Can You Buy a Fraction of a Bitcoin

Cryptocurrencies are digital assets powered by blockchain technology that has been at the center of attention for decentralized trading enthusiasts since the very first crypto — Bitcoin (BTC) — was launched. 

Because of the popularity of cryptos, many individuals and organizations sell them, from specialized crypto trading platforms to peer-to-peer sellers and even retailers. Most sell Bitcoin, which has become almost eponymous with the word “crypto.” It remains more popular than all other cryptocurrencies. It is also the biggest crypto by market capitalization.

With that said, the price of Bitcoin has increased enormously in the past few years, reaching tens of thousands of USD — and, although the variations in the value of digital currencies are always hard to predict, the potential of Bitcoin’s price skyrocketing even further remains a possibility. 

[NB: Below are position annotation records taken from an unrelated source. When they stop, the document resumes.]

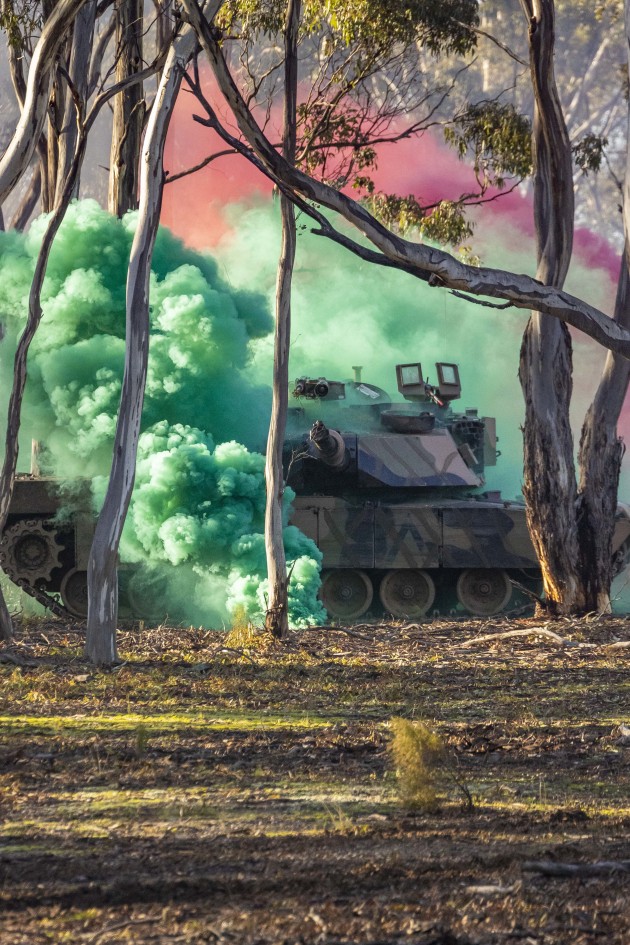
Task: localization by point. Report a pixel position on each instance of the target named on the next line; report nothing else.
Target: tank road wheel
(29, 552)
(407, 592)
(483, 591)
(346, 594)
(74, 592)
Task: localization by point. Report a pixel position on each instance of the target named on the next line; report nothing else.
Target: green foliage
(589, 152)
(445, 223)
(19, 20)
(499, 139)
(370, 24)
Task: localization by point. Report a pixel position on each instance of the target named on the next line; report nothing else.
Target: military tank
(394, 495)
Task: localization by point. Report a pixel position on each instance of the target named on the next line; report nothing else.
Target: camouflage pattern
(412, 461)
(385, 535)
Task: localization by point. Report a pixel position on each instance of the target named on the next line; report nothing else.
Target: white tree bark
(277, 618)
(102, 575)
(129, 110)
(16, 158)
(437, 266)
(78, 67)
(545, 371)
(7, 476)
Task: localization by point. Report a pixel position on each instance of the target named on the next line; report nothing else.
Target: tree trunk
(601, 449)
(29, 201)
(17, 156)
(601, 452)
(545, 370)
(277, 618)
(9, 467)
(102, 577)
(129, 107)
(78, 70)
(433, 265)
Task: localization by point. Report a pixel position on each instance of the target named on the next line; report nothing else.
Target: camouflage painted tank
(393, 495)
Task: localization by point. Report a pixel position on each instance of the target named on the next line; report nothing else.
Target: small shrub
(425, 768)
(243, 635)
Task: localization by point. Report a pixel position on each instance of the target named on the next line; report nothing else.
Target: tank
(396, 499)
(394, 494)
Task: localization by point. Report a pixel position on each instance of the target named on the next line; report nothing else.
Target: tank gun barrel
(329, 445)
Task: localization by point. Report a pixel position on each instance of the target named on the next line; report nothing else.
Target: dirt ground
(201, 793)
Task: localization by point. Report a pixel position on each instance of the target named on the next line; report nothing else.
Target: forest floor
(200, 793)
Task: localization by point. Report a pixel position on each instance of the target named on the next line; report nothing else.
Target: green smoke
(197, 512)
(349, 312)
(196, 519)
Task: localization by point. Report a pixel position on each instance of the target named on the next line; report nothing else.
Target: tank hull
(454, 544)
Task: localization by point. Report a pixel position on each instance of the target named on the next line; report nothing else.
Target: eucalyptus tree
(574, 579)
(360, 71)
(13, 165)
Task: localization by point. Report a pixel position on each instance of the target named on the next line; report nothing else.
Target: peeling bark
(129, 108)
(9, 467)
(78, 66)
(545, 370)
(16, 158)
(431, 264)
(102, 571)
(277, 619)
(29, 201)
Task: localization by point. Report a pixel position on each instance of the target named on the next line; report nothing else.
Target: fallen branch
(120, 925)
(563, 870)
(7, 657)
(531, 631)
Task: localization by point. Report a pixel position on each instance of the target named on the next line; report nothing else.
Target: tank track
(45, 599)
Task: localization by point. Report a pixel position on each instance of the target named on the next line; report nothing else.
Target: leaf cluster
(588, 152)
(376, 26)
(444, 223)
(499, 139)
(19, 20)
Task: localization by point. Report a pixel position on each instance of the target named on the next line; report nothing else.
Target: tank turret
(394, 494)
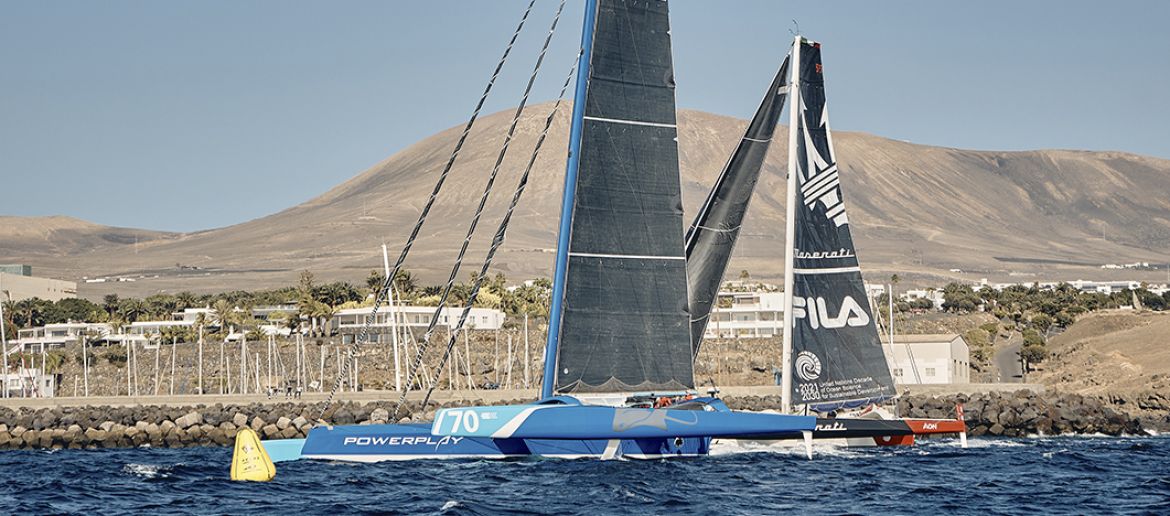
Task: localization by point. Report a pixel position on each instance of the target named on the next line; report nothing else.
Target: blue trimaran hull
(550, 428)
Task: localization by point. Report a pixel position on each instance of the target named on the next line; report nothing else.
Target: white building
(935, 296)
(28, 383)
(55, 335)
(757, 314)
(349, 322)
(928, 359)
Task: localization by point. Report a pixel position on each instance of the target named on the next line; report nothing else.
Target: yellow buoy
(249, 460)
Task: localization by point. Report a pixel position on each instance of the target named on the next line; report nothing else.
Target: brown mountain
(917, 211)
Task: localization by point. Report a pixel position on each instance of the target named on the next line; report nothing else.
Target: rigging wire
(364, 335)
(499, 240)
(470, 231)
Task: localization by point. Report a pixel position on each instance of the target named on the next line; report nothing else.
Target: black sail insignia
(625, 324)
(837, 356)
(716, 227)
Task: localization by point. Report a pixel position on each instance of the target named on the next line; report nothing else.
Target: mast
(566, 206)
(790, 229)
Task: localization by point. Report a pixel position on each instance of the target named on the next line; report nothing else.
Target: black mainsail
(624, 323)
(832, 352)
(714, 233)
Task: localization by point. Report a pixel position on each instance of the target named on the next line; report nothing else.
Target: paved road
(1007, 364)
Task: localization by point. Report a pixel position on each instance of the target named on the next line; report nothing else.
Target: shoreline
(995, 413)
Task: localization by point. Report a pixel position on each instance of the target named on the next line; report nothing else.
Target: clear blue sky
(186, 116)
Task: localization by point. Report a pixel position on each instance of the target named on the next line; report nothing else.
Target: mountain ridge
(916, 210)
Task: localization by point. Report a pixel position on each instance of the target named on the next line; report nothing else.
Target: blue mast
(566, 204)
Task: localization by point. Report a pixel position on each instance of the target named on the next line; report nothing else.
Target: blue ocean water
(1010, 476)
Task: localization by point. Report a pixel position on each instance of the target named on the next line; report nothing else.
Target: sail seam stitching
(619, 121)
(828, 270)
(633, 256)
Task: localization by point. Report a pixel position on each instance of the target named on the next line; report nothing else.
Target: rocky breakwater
(1010, 413)
(1026, 413)
(1007, 414)
(173, 427)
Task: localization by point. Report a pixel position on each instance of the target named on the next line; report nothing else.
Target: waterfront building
(935, 358)
(60, 335)
(747, 314)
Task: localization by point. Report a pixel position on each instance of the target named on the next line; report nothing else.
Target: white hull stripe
(394, 456)
(515, 422)
(628, 256)
(618, 121)
(828, 270)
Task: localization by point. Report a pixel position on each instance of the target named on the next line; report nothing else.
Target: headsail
(835, 355)
(713, 234)
(624, 323)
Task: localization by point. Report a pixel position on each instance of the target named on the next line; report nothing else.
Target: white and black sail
(713, 235)
(835, 353)
(624, 324)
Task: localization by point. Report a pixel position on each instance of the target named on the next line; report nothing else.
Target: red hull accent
(936, 426)
(894, 440)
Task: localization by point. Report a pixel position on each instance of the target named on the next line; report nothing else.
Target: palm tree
(224, 314)
(200, 323)
(132, 309)
(325, 312)
(110, 303)
(185, 300)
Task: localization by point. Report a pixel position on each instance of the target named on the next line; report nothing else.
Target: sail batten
(625, 323)
(713, 235)
(835, 353)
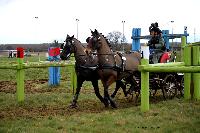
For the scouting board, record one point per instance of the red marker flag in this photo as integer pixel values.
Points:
(54, 51)
(20, 52)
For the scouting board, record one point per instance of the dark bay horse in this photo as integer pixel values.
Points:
(113, 66)
(85, 67)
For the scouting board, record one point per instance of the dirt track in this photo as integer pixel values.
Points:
(89, 106)
(85, 106)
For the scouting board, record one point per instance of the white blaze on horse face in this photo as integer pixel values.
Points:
(123, 58)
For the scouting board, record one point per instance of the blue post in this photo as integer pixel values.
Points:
(54, 72)
(165, 34)
(136, 32)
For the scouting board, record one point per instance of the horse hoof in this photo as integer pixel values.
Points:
(73, 105)
(113, 106)
(112, 96)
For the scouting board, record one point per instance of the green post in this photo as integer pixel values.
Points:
(183, 44)
(187, 76)
(20, 75)
(196, 76)
(73, 74)
(144, 87)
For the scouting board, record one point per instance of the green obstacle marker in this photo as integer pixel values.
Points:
(145, 80)
(187, 76)
(196, 76)
(20, 74)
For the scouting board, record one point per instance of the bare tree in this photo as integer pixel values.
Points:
(115, 39)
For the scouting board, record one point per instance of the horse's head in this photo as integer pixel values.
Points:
(67, 48)
(97, 41)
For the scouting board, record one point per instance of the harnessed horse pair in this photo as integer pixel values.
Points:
(88, 68)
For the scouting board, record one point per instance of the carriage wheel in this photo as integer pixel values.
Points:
(170, 86)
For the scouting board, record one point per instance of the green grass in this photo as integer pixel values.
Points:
(46, 109)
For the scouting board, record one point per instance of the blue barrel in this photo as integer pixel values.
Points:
(54, 72)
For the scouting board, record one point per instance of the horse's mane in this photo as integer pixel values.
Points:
(106, 40)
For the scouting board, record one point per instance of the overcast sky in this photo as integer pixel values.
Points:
(57, 18)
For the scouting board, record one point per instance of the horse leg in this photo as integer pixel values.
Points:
(96, 89)
(119, 84)
(75, 98)
(106, 94)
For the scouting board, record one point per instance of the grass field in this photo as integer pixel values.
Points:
(46, 108)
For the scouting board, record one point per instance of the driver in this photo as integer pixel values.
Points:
(156, 37)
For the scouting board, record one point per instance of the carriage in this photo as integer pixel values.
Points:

If you’re looking to acquire BTC assets, you may find it unaffordable to buy a whole Bitcoin, and you might even be wondering if it’s possible to acquire just a tiny fraction of this cryptocurrency for a lower price.

Stack of sliver bitcoins on black background

Fortunately, there are many different ways to perform Bitcoin transactions in today’s marketplace. It offers a lot of flexibility in terms of how you can buy BTC assets — through crypto brokerage, Bitcoin exchanges, and in various other ways — as well as in the quantities of Bitcoin you can acquire. 

In this article, we’ll talk about the possibility of buying a small amount of Bitcoin. We’ll also provide you with Bitcoin-related investment advice should you choose to purchase any BTC quantity.

Can You Buy Bitcoin in Fractions?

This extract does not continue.